Fifty-seven ultra-central lung tumor patients treated with SBRT at our institution from 2014 to 2021 were included. Ultra-central lung tumors were defined as tumor (PTV) abutting or involving trachea, PBT or esophagus. Descriptive analysis, Cox regression, Kaplan-Meier method and log-rank test were employed to analyze overall survival (OS), local control (LC) and progression-free survival (PFS). Bayesian inference was employed to build a dose-response model for toxicity. While the prior was based on  meta-analysis of previous literature, the likelihood was computed based on a binomial distribution taking into account the number of observed patients without toxicity.

Results

Twenty-seven (47.4%) of the irradiated lesions were primary lung tumors and 30 (52.6%) metastases.The most common primary tumor was non-small cell lung cancer (NSCLC) with 37 (64.9%) cases, of which 12 patients had primary non-metastatic NSCLC, and 25 patients had locally recurrent or oligometastatic NSCLC. Colorectal cancer, small-cell lung cancer, head-and-neck cancer, metastatic melanoma and sarcoma combined accounted for twenty oligometastatic patients (35.1%). Patients were treated with risk-adapted SBRT of median 45.0 Gy (30.0-60.0 Gy) respectively 55.2 Gy (33-88 Gy, EQD2, α/β = 10 Gy) in 8 or 10 fractions. The most commonly prescribed dose was 48 Gy in 8 fractions (n=30, 53.0%).

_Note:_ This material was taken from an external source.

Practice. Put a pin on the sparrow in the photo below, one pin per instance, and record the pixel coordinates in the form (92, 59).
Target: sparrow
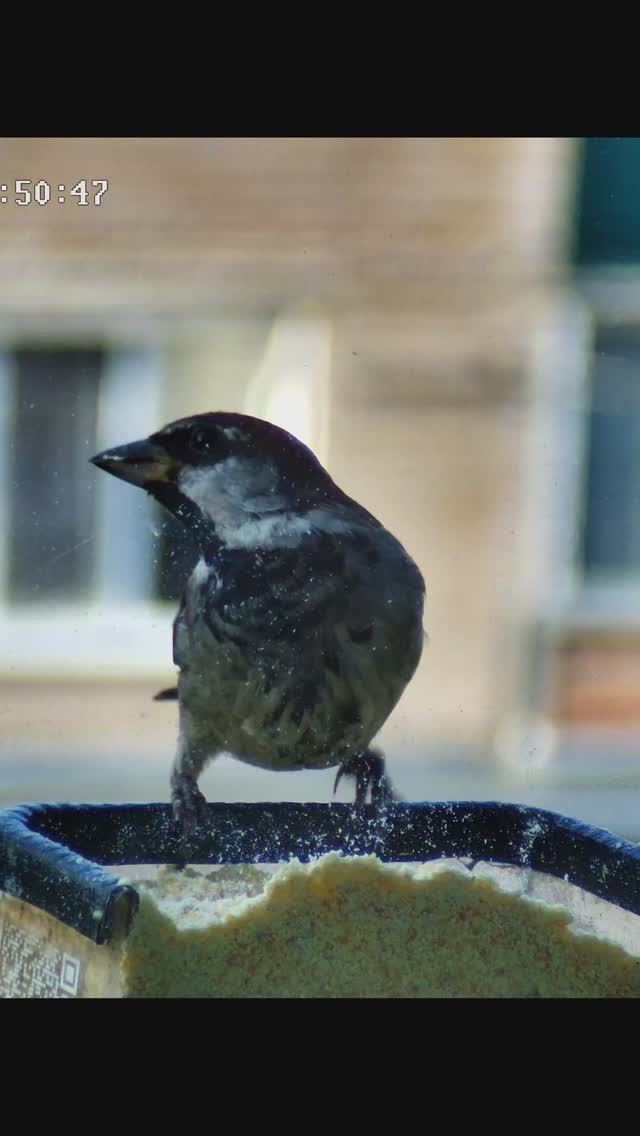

The median prescription isodose to the PTV was 65.0% (65.0-85.0%). The median planning target volume was 30.0 cm3 (6.0-199.0 cm3). After a median follow-up of 2.2 years (0.6-9.3 y), the one-year and two-year LC rates were 85.2% and 77.1%, respectively. The median OS was 3.4 years (0.6-9.3 y), OS at 2 years was 71.3%. The median PFS was 1.0 year (0.2-5.7y). Grade ≥3 radiation pneumonitis was observed in two patients (3.5%), while no bronchial stenosis, hemorrhage or fistula was observed. The  median D0.02cc to PBT was 84.4 Gy (EQD2, α/β = 3 Gy: 43.9-159.3 Gy). The dose-response model predicted a toxicity limited to 4.9% (0 - 11.4%) when delivering 100 Gy (EQD2, α/β = 3 Gy) to any location of the PBT (D0.2cc) (Figure 1b).



Conclusion

This study reports a detailed dosimetric analysis of PBT subsegments after SBRT for ultra-central lung tumors. A dose threshold of 100Gy EQD2  to the PBT and its sub-segments is expected to result in low rates of severe bronchial toxicity, while maintaining high rates of local tumor control.